After the war, the Republican majority in Congress pushed through the Fourteenth Amendment, which defined American citizenship to include all former slaves and declared that individual states could not unlawfully deny citizens their rights and privileges. As might be expected, passing this amendment took deft political maneuvering, as almost every Southern or Border State initially rejected it. Just like the amendment that had preceded it, seceding states had to adopt the Fourteenth Amendment to be readmitted. The required three-fourths of the states ratified the Fourteenth Amendment on July 9, 1868, though the measure had passed Congress two years earlier.

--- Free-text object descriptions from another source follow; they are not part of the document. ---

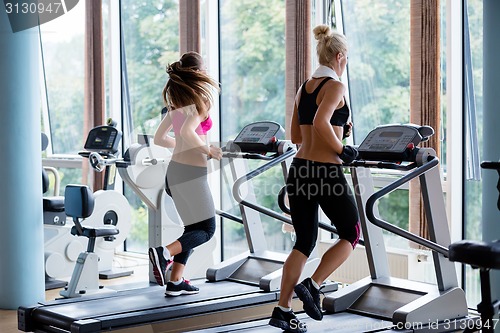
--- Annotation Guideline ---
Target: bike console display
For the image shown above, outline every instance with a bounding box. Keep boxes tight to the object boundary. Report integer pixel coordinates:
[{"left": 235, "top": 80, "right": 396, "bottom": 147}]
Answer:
[
  {"left": 83, "top": 125, "right": 122, "bottom": 154},
  {"left": 228, "top": 121, "right": 285, "bottom": 153},
  {"left": 357, "top": 124, "right": 434, "bottom": 162}
]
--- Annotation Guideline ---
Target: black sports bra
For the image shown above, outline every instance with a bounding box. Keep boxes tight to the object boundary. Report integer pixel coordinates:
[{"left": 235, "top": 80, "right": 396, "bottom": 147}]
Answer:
[{"left": 297, "top": 77, "right": 350, "bottom": 126}]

The Fifteenth Amendment, granting African-American men the right to vote, also took a two-year path to ratification. It was presented to the states in 1868, and Southern states grudgingly passed the measure. Years later (in the 1890s), former Confederate states required African-Americans to take literacy tests as a requirement for voting. Since few slaves were literate at the time, this all but eliminated voting among this group until a more modern civil rights movement protested these strictures in subsequent years. Interestingly, this amendment said nothing about affording women the right to vote, an issue that wasn't addressed until 1920.

In addition to the legislative fallout from the war, the economic toll was substantial. The war took more than 600,000 lives, destroyed property valued at $5 billion, and created social wounds that never completely healed. It did, however, end slavery, making many believe the moral objectives of the war were indeed accomplished.

One Fateful Night at the Theater

On Good Friday, April 14, 1865, Lincoln and his wife, along with General and Mrs. Grant, were to attend a performance of Our American Cousin at Ford's Theatre in Washington, D.C. Those attending Lincoln's cabinet meeting earlier in the day reported seeing him cheerful and happy, for the surrender at Appomattox had taken place days earlier.

That night, although the Grants could not attend, the Lincolns went to the theater with their other guests. At approximately 10:30 p.m. and at a planned moment when all eyes were focused on the stage, John Wilkes Booth, a Southern sympathizer, crept into the poorly protected presidential box and fired his pistol at Lincoln's head just once. The president slumped into his seat, unconscious, while Booth leaped to the stage shouting, “Sic semper tyrannis,” the Virginia state motto, which means “Thus ever to tyrants.”

Though he had injured his foot, Booth ran away.

A Nation Grieves

Lincoln's body was taken to a lodging house across the street, where Mrs. Lincoln, cabinet members, and friends waited through the night for doctors to perform a miracle that never happened. On Saturday, April 15, 1865, Lincoln was pronounced dead, and within hours Vice President Andrew Johnson was sworn in as president. This marked the first presidential assassination in the United States.

Lincoln's body lay in state in the East Room of the White House. On April 19, he was given a military funeral in Washington, and two days later, his coffin was placed on a special train that carried his body back to Springfield, Illinois, for burial in Oak Ridge Cemetery. The slain president's funeral procession retraced the route he'd initially taken to reach Washington for his inauguration in 1861.

John Wilkes Booth

Booth, it was discovered, was a vengeful, half-crazed actor from a fairly famous theatrical family who had planned for some time to kidnap the president and take him to Richmond. There, he hoped to exchange him for captured Confederate prisoners of war. However, when that city fell and with the conflict now resolved, Booth resorted to murder, claiming that he was God's instrument to punish Lincoln for all the trouble he had caused the country.

On the same day that Booth shot Lincoln, friends of Booth made attempts on Secretary Seward's life, but he lived. In fact, one friend was to have carried out a plan to assassinate Vice President Johnson, but decided against doing so.

Booth escaped with the help of friends and an unsuspecting physician who tended his injuries, but he was discovered twelve days later in a shack near Bowling Green, Virginia. When he refused to surrender to authorities, they set the barn ablaze. Some say that Booth was struck by a sniper's shot, and others assert that he pulled a gun on himself. Regardless, Booth was dragged out of the inferno and died shortly thereafter. His coconspirators went on trial for aiding the assassin. They were tried, and convicted, by a military tribunal rather than a civil court.

If John Wilkes Booth felt his pro-Southern objectives were accomplished, he was mistaken. Lincoln's tragic death galvanized the country, plunging it into profound grief. Had Lincoln been able to lend his steady, reassuring hand to the Reconstruction process, tensions would have certainly healed sooner between the two factions. Booth took down a great leader at a time when the country still needed him, and every citizen paid a price for that act of vengeance.